Thursday, January 15, 2015

My Review of Workshop on Algorithmic Challenges in Machine Learning 2015

Last week I had the privilege to attend the Workshop on Algorithmic Challenges in Machine Learning (2015) at UCSD. Kamalika and Shachar put together a wonderful set of speakers (PDF) who spoke on a wide range of topics including property testing, nearest neighbor, and sparse coding (and they provided free lunch all three days for a free workshop, which was a nice surprise). I won't go over all of the talks, just a couple that I enjoyed a lot.

Beyond Locality Sensitive Hashing, Piotr Indyk
Piotr talked about their recent results in nearest neighbor algorithms. He started with a nice review of the locality sensitive hashing literature, and apparently ball lattice hashing was the best up until now.

Their (Andoni, Indyk, Nguyen, and Razenshteyn) technique is to preprocess the data to remove "dense" clusters, and then to use a basic Hamming LSH on the rest. Specialized data structures are then used for the dense clusters. The clusters are translated closer to the origin to make them each sparse, and then minwise hashing is applied to each. Upon processing a query point, you see if it is in one of the dense clusters first, and then apply the appropriate subprocedure to return the answer.

He says that this is a small difference, but it allows for enough of an improvement to be significantly better. Furthermore, he talked about how the result by Andoni and Razenshteyn this year improves on this further by doing data-dependent hashing. I thought this was a nice, neat trick to attack the problem.

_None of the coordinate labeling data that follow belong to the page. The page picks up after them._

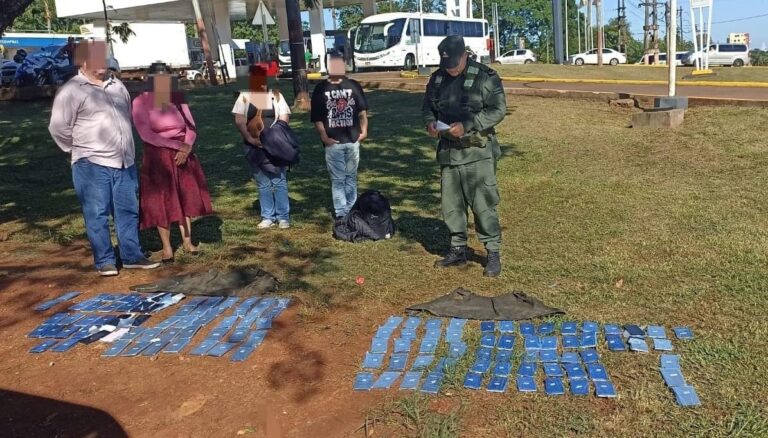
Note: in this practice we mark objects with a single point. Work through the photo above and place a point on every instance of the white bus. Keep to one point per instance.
(389, 40)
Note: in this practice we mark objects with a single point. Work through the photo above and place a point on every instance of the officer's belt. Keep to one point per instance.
(448, 142)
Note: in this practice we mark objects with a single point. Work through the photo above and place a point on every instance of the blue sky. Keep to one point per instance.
(723, 10)
(733, 11)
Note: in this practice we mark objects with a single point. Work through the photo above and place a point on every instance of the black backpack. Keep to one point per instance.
(369, 219)
(280, 144)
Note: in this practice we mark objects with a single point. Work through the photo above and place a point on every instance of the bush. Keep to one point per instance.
(759, 57)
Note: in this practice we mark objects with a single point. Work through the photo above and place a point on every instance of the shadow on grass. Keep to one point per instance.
(26, 415)
(206, 230)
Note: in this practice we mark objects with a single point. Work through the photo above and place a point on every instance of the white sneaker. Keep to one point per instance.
(266, 223)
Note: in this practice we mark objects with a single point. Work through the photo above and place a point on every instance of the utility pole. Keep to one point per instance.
(651, 30)
(557, 30)
(47, 15)
(567, 52)
(672, 45)
(656, 31)
(680, 35)
(106, 28)
(622, 21)
(590, 28)
(578, 24)
(298, 64)
(600, 39)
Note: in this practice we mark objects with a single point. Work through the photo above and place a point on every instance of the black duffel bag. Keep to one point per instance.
(370, 218)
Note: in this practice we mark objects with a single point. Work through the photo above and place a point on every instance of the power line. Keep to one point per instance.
(741, 19)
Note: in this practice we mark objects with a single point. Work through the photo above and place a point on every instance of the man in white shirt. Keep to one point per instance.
(91, 120)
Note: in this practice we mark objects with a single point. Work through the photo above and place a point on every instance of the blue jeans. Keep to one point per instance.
(273, 195)
(105, 191)
(342, 160)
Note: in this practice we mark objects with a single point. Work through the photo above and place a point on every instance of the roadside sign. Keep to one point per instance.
(701, 14)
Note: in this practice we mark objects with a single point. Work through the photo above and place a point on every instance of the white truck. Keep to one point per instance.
(153, 42)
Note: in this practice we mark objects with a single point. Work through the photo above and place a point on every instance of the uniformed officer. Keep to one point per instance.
(463, 103)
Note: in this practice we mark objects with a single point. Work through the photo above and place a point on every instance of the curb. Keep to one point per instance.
(603, 96)
(737, 84)
(638, 82)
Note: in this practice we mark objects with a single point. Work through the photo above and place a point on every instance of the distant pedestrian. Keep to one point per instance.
(339, 112)
(463, 103)
(91, 120)
(70, 50)
(173, 187)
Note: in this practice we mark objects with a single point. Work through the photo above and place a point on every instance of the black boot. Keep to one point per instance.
(456, 256)
(493, 265)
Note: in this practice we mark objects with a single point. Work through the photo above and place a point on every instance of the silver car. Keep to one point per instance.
(736, 55)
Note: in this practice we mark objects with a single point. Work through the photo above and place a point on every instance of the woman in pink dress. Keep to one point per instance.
(172, 184)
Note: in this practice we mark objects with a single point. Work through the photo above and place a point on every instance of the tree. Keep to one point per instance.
(10, 11)
(350, 16)
(759, 57)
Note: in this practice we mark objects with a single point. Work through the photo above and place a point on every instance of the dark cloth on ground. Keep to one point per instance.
(236, 283)
(461, 303)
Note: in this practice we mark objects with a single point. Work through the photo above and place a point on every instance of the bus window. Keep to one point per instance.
(374, 37)
(434, 28)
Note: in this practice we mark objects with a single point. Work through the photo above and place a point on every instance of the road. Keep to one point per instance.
(719, 92)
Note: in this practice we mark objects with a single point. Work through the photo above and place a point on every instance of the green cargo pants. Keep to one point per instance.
(471, 185)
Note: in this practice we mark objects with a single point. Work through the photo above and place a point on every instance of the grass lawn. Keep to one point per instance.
(630, 72)
(608, 223)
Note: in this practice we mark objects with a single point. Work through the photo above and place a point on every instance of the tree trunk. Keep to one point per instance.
(298, 64)
(200, 24)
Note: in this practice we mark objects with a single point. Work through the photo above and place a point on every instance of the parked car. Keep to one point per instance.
(520, 56)
(736, 55)
(610, 56)
(200, 71)
(663, 58)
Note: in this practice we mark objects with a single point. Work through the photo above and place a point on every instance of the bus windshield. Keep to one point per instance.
(375, 37)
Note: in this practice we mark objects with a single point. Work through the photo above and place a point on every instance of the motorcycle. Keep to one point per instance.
(49, 66)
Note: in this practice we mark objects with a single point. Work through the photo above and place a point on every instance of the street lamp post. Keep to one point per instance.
(106, 26)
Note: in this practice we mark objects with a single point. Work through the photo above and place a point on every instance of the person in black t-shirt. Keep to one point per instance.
(339, 112)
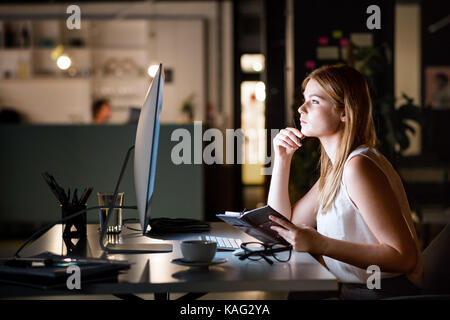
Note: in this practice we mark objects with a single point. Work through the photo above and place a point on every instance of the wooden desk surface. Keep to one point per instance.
(151, 273)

The Reusable Holdout: Preserving Validity in Adaptive Data, Moritz Hardt
This was probably my favorite talk out of the whole workshop. Moritz brought up Kaggle (a site where data owners can provide rewards for the best model on a dataset, and people compete for the prize by submitting models). The problem that competitors face on Kaggle is that if they're not aware of the problem, then they can overfit their model to the holdout set (a subset of the training set, also called the validation set if you're more used to that term), and do poorly on the test set.

He pointed out that this also happens when people do science ("p-hacking" is a term often used for this), when scientists repeatedly test against the same holdout set. Some proposals to combat the problem involve publishing the entire experimental plan ahead of time, but this isn't always desirable because often you want to explore different methods of obtaining results. Science is an adaptive process.

Moritz summed up overfitting with the following: overfitting is what you get when the expected loss computed over the holdout is less than the expected loss computed over the distribution. The claim is that there's a holdout that can be reused without overfitting. The key? Differential privacy. This is one of those ideas that makes you think "oh, of course" because it so elegantly addresses the problem.  (I also like this because it's one of those ideas that builds on differential privacy that has nothing to do with actual privacy.)

We need that the answer is close to the expectation, not the empirical average, or as Moritz put it, "differential privacy and accuracy on the sample implies accuracy on the distribution." He went into some specifics and an example which I won't get into here, but you should check out the paper.

Other talks
While I'm not going to go into much detail on the other talks, I'll say that the quality was pretty high. I could briefly describe them here but I'll let you browse the abstracts that I linked above. It was definitely worth the trip for a few days.